- Born: Herbert Maynard Francis Lutyens Beart 6 March 1905 Ringsfield, near Beccles, Suffolk, England
- Died: 13 March 1983 (aged 78) Keyhaven, Hampshire, England
- Occupations: Motorcycle Racer, Mechanic, Tuner
- Years active: mid 1920s to early 1980s
- Spouse: Margaret Macadam

= Francis Beart =

English motorcycle tuner

Francis Beart (6 March 1905 – 13 March 1983) was an English racing motor cyclist and motor cycle tuner, and later known also for tuning Formula Three racing cars. During World War II he worked as an engineer for the Bristol Aeroplane Company. Beart's bikes won eleven Manx GP wins, ten 2nds and three 3rds.

==Brooklands==
During the 1930s, Beart became a regular competitor at the Brooklands, Surrey circuit. In 1937 he moved into a small workshop, described by The Motor Cycle as a 'shack' on the circuit and set about tuning engines for other people. In 1936, Beart, on a Grindlay Peerless fitted with a 500cc speedway type J.A.P. engine, established the all-time Test Hill Record of 6.99 seconds (an average of 34.55 mph). A record which stands to this day. Before Brooklands' closed in 1939, vehicles prepared by Beart claimed twelve track and three world records.

==Daytona==
Then came the war and for six long years there was no motorised sport, but from mid-1945 peace-time pursuits, including racing, began to return. Francis Beart was soon to find himself even busier, tuning for many of the greats of the road racing game, including Johnny Lockett, Ken Bills, Cromie McCandless, Manliff Barrington, Denis Parkinson, Dan Crossly, Peter Romaine and many, many more.
He became particularly involved with the Norton marque, and in fact acted as the company's official representative at Daytona, where Nortons tuned by him swept the board in the American classic for three years, 1949, 1950 and 1951.

==Formula 3==
Beart temporarily quit motorcycles for cars. The early 1950s saw a boom era for light-weight 500cc Formula 3 cars which resulted in a demand for his services. He worked with the Cooper Car Company to develop a version of their Mk VII. The Beart Cooper was driven by Eric Brandon and Alan Brown and occasionally by Stirling Moss. Later in '53 and '54 it was driven by Stuart Lewis-Evans.
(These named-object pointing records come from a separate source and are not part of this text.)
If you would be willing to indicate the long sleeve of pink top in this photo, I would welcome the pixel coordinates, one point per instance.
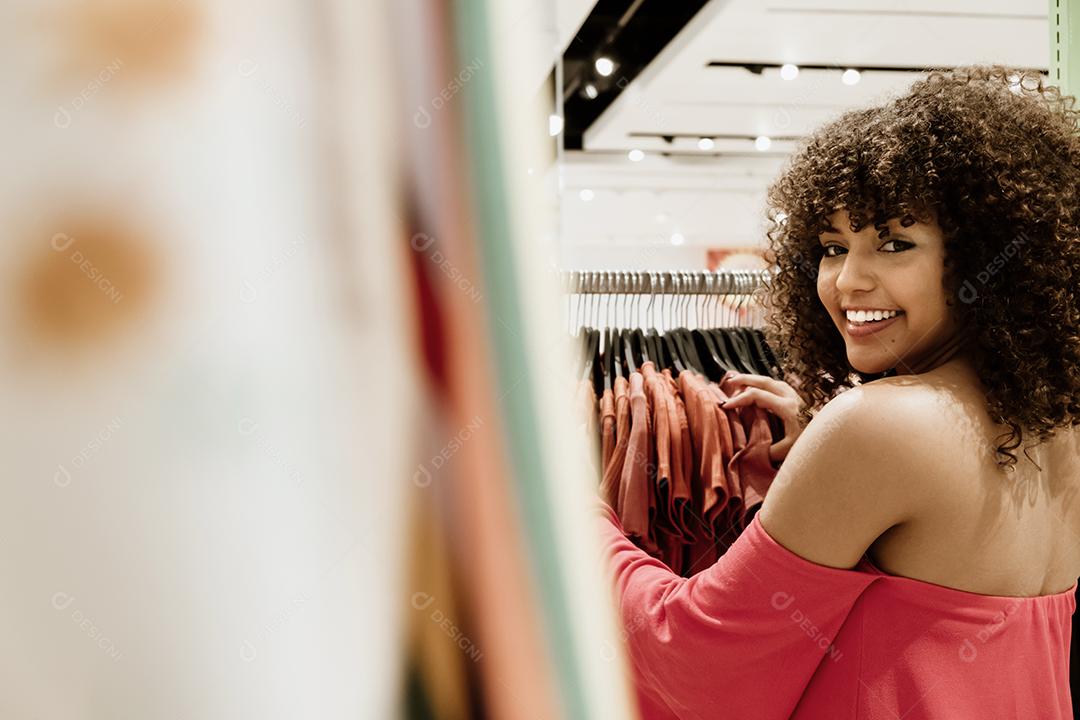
(765, 634)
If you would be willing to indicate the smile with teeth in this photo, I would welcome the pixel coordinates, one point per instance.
(862, 316)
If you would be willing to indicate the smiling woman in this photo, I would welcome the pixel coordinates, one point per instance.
(958, 206)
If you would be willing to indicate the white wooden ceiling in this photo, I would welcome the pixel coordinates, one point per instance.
(630, 212)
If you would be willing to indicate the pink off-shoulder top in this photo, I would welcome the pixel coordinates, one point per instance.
(765, 634)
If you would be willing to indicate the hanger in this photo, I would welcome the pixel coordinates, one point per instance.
(607, 360)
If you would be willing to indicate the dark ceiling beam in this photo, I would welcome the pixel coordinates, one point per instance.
(630, 32)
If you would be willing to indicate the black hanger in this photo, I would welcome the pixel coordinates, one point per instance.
(703, 341)
(585, 353)
(628, 349)
(770, 357)
(642, 344)
(724, 348)
(742, 351)
(754, 352)
(677, 364)
(617, 353)
(606, 358)
(690, 350)
(656, 349)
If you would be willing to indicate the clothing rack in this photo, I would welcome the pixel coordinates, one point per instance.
(643, 282)
(639, 298)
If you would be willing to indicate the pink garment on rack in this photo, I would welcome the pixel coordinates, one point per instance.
(768, 635)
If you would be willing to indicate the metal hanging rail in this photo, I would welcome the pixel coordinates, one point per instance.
(642, 282)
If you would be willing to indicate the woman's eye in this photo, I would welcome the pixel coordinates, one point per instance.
(904, 243)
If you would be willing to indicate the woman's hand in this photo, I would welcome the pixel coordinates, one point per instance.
(775, 396)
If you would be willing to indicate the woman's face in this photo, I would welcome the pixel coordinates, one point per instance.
(895, 282)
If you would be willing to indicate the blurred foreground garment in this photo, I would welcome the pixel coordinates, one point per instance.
(766, 634)
(250, 300)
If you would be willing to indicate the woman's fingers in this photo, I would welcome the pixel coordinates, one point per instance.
(757, 396)
(763, 381)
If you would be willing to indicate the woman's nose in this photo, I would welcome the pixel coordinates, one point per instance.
(855, 275)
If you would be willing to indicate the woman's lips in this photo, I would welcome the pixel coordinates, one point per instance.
(865, 329)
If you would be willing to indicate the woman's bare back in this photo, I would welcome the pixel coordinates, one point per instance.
(981, 529)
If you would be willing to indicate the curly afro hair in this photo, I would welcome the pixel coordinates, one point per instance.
(994, 155)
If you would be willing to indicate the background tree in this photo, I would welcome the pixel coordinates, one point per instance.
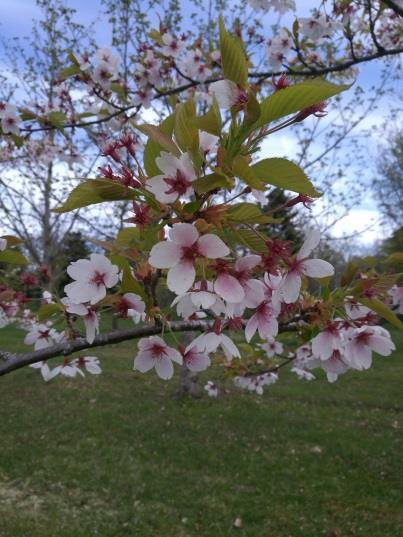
(388, 184)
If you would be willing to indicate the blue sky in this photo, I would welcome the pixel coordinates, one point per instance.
(16, 20)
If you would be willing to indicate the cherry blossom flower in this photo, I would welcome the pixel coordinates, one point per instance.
(131, 305)
(302, 374)
(195, 360)
(272, 288)
(282, 6)
(102, 76)
(397, 298)
(228, 94)
(365, 340)
(92, 277)
(42, 336)
(90, 363)
(201, 296)
(83, 61)
(207, 142)
(356, 311)
(154, 352)
(326, 342)
(211, 389)
(143, 97)
(239, 286)
(211, 341)
(177, 178)
(179, 253)
(264, 321)
(9, 118)
(314, 28)
(68, 369)
(272, 347)
(107, 58)
(89, 316)
(259, 196)
(45, 371)
(47, 297)
(314, 268)
(334, 366)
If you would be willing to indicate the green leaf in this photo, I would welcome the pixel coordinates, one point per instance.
(93, 191)
(128, 237)
(186, 134)
(47, 310)
(69, 71)
(282, 173)
(57, 119)
(248, 213)
(233, 59)
(246, 238)
(295, 98)
(160, 137)
(14, 257)
(252, 111)
(128, 284)
(382, 310)
(153, 149)
(241, 169)
(192, 207)
(212, 182)
(210, 122)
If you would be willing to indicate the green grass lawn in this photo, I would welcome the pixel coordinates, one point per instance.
(118, 455)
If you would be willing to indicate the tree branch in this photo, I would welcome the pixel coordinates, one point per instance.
(10, 362)
(396, 8)
(262, 76)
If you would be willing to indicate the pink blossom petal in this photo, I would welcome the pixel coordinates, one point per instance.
(198, 361)
(226, 92)
(228, 288)
(322, 345)
(143, 362)
(247, 263)
(181, 277)
(230, 349)
(165, 254)
(291, 287)
(251, 327)
(382, 345)
(164, 368)
(212, 246)
(311, 242)
(186, 166)
(317, 268)
(167, 163)
(269, 327)
(79, 269)
(184, 234)
(254, 293)
(174, 355)
(159, 187)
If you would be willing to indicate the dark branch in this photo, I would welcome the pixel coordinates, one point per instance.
(396, 8)
(10, 362)
(261, 76)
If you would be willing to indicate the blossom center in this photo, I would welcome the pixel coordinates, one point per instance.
(157, 350)
(189, 253)
(178, 184)
(98, 278)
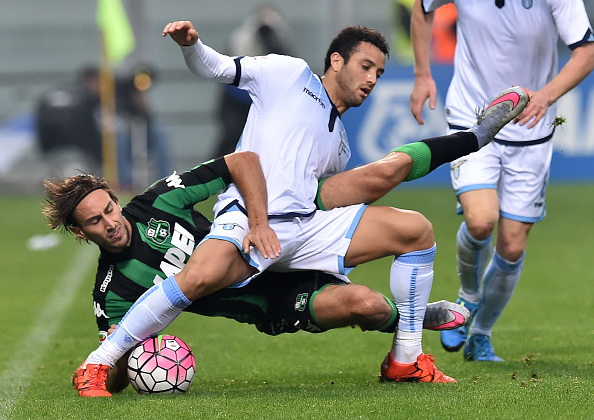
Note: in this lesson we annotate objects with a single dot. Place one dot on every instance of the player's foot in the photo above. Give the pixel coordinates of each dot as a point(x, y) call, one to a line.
point(91, 381)
point(503, 109)
point(479, 348)
point(423, 370)
point(453, 339)
point(445, 315)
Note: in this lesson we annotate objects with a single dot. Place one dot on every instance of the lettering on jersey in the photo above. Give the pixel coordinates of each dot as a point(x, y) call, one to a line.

In 1958, with Formula 3 in decline, he returned to his interest in motorcycles.

==Norton==
Beart tuned a pair of Nortons to be raced by Ernie Washer in the Manx Grand Prix in 1957. The combination of Beart's tuning ability and Washer's riding skills resulted in a 2nd in the 500cc Senior race, with a first and a new lap record in 1958. This was followed by a series of Manx GP successes, including Peter Middleton's victory in the 1959 Junior and Ellis Boyce's victory in the same event the following year. Other riders who benefitted from Beart's tuning included Mike Hailwood, Joe Dunphy, Terry Shepherd and Bob Anderson.
Assisted by Phil Kettle, the Guildford-based tuner, he continued to prepare Nortons until well into the 1960s.

==Aermacchi==
Eventually, Beart turned his attention fulltime to Aermacchi motorcycles. His first Aermacchi success came in the 1969 Junior TT in the Isle of Man, when the Australian Jack Findlay rode a 350cc Aermacchi Ala d'Oro into third place. The machine bore all the hallmarks of Francis Beart, with some detailed preparation and weight saving features. Just some of the modifications included drilled and lightened components, such as engine mounting plates, rear sprockets and brake torque arms.
Besides Findlay's TT success, the same machine with Clive Brown aboard won the 1970, Junior Manx Grand Prix. Francis Beart continued his involvement with Aermacchi until his retirement in the early 1980s.

==Personal life==
Francis Beart was born in 1905 in Ringsfield, a small village near Beccles, in Suffolk. His family moved to a farm in Yorkshire (gifted by his grandmother). Eventually the family moved down to London. Beart was schooled at Dulwich College, before the family moved again to Sutton.

Beart married the British Illustrator Margaret Macadam in 1936. In 1953 they purchased Brook Lodge, a three storey property which had been a guest house, in Albury, Surrey, but this had dry rot and was demolished. The Bearts developed the former stables and coach house for living accommodation and workshop. At the time of his death, in March 1983, they lived at Keyhaven, near Lymington in the New Forest.

==Vehicles sold at auction==
In 2013, a 1966 Norton Manx 350cc, prepared by Beart and raced by Joe Dunphy and Keith Heckles, was sold at Bonhams in the UK for £61,980, setting a new world record for a Manx sold at auction. In 2015, a 1961 Norton Manx 350cc, prepared by Beart for Jimmy Guthrie, was sold by Bonhams in Las Vegas for $75,900.